A ditadura acabou em 1983 com as primeiras eleições livres. Até hoje, são 30 anos de democracia, o período mais longo sem golpes de Estado da curta história argentina. A democracia precisa de tempo. Voltei depois do exílio em 1984. Lembro a impressão de um país chocado, ainda cheio de medo, como quando nos despertamos no avião e acreditamos, por um momento, que estamos na nossa cama.

Abracei novamente os companheiros sobreviventes e me reapropriei lentamente da cidade. Também fui conhecer Jorge Luis Borges. A sua sala despojada, uma mesa, um par de divãs e uma Encyclopaedia Britannica em um pequeno móvel sob medida, nenhum quadro nas paredes. Era o apartamento de um homem cego. Eu pedi para lhe encontrar para falar-lhe sobre um projeto meu de um filme retirado de três contos seus. Na noite anterior, a sua esposa, Maria Kodama, o havia lido para ele. Mas a conversa com ele terminou logo, porque ele me disse que não estava interessado.

No meu eventual filme, eu queria que se visse a sua Biblioteca de Babel em uma rede telemática tipo internet que ainda não existia. "Eu não sei como é feito um televisor, e você me fala de máquinas estranhas!", ele me repreendeu. Mudamos forçosamente de discurso e, então, lhe contei sobre a minha experiência no Club Atlético.

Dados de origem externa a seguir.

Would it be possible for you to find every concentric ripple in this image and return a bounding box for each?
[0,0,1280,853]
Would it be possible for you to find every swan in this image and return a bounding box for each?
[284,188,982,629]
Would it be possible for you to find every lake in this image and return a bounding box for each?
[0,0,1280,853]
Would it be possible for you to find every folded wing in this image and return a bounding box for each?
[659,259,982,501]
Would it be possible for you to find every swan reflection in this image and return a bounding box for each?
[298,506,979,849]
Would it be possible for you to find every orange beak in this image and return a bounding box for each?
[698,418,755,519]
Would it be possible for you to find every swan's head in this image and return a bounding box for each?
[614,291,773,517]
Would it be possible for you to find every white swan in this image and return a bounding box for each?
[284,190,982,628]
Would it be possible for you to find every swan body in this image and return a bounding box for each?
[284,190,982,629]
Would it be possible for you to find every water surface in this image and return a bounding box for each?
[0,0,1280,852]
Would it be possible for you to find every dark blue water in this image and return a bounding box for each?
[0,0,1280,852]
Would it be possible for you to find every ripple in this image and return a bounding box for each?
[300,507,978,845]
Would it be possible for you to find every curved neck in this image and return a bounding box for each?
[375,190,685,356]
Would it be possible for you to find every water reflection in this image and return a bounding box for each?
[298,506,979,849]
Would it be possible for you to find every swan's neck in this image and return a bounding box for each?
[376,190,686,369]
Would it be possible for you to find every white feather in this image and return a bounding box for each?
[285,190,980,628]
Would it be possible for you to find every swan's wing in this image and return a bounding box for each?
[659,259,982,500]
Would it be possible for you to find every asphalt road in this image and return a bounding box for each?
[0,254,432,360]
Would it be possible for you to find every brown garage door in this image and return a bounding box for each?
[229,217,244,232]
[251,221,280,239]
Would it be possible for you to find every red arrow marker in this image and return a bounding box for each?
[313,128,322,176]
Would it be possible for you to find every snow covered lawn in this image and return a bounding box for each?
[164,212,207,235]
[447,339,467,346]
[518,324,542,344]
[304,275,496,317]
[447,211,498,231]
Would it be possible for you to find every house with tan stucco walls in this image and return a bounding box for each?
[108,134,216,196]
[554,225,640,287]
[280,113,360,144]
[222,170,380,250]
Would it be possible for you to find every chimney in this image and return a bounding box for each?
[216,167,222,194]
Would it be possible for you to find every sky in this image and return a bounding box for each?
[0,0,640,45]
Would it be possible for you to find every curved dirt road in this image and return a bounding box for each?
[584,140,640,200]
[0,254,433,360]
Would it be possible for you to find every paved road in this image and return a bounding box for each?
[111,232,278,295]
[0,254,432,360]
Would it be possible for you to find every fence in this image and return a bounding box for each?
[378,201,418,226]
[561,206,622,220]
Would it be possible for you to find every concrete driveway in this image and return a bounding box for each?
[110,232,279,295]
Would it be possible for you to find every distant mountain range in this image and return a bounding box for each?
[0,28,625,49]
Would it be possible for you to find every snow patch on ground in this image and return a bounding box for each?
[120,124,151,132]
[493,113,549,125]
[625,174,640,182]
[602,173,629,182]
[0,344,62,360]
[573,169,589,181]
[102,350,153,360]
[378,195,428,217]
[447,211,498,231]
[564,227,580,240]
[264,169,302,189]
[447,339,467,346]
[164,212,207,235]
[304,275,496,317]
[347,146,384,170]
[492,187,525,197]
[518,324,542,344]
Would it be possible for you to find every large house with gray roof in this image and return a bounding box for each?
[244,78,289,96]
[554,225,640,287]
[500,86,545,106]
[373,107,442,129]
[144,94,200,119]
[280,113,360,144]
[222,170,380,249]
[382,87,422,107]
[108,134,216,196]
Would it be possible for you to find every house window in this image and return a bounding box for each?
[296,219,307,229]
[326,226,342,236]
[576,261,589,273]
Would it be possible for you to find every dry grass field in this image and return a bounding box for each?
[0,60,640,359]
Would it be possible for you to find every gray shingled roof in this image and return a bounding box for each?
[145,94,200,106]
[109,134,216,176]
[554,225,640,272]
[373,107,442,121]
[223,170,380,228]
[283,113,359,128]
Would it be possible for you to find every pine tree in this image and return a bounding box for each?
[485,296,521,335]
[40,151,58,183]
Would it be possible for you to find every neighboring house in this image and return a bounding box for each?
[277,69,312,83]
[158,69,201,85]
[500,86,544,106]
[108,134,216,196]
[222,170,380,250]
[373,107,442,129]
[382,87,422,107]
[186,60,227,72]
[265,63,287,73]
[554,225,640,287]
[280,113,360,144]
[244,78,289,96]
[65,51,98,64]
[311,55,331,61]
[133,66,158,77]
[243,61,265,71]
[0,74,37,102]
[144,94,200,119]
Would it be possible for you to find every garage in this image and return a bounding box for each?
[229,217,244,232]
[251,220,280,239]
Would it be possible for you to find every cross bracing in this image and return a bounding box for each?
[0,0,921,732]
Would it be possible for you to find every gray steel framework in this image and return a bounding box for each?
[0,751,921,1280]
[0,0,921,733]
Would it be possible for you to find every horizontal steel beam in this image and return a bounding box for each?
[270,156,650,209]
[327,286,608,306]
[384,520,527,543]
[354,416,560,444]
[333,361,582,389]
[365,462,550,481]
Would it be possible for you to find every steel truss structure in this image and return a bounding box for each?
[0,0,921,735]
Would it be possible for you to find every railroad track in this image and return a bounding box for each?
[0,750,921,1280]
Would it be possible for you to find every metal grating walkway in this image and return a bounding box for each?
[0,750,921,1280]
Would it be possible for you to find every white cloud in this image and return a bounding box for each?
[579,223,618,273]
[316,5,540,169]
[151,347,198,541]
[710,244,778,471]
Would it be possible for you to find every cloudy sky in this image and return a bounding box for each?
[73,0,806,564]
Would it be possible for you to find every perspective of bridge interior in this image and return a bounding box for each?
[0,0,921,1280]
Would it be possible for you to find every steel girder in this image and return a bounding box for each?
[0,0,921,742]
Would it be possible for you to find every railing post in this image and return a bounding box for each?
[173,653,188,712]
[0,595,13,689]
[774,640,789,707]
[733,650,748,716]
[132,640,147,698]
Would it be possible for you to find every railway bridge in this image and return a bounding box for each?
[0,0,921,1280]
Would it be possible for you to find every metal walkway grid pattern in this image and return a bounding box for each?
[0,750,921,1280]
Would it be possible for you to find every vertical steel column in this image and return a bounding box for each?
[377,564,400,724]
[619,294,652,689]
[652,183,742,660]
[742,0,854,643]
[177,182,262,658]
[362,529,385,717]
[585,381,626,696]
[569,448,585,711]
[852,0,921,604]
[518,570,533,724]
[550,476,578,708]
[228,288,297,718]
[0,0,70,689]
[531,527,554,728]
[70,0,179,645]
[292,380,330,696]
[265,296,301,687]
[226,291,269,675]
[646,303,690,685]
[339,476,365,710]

Perguntei-lhe o que ele pensava daquela sofisticada invenção argentina que era o "desaparecido". Queria ouvi-lo falar da história recente do nosso país. E depois de uma pausa reflexiva, mas muito rápida, escondido sob as suas sobrancelhas muito brancas e grossas, com a habilidade instintiva de uma criança que sabe mudar de jogo, deslocou o discurso para outro país, em outra época, e começou a falar da secessão norte-americana, da Guerra Civil, com o seu milhão de mortos; ele sabia tudo dos nortistas e dos sulistas. Eu me dizia: "Essa sim é que foi uma verdadeira guerra".

Quando finalmente me despedi, não lhe dei a mão. Pensei, justificando-me: "A um cego não se dá a mão".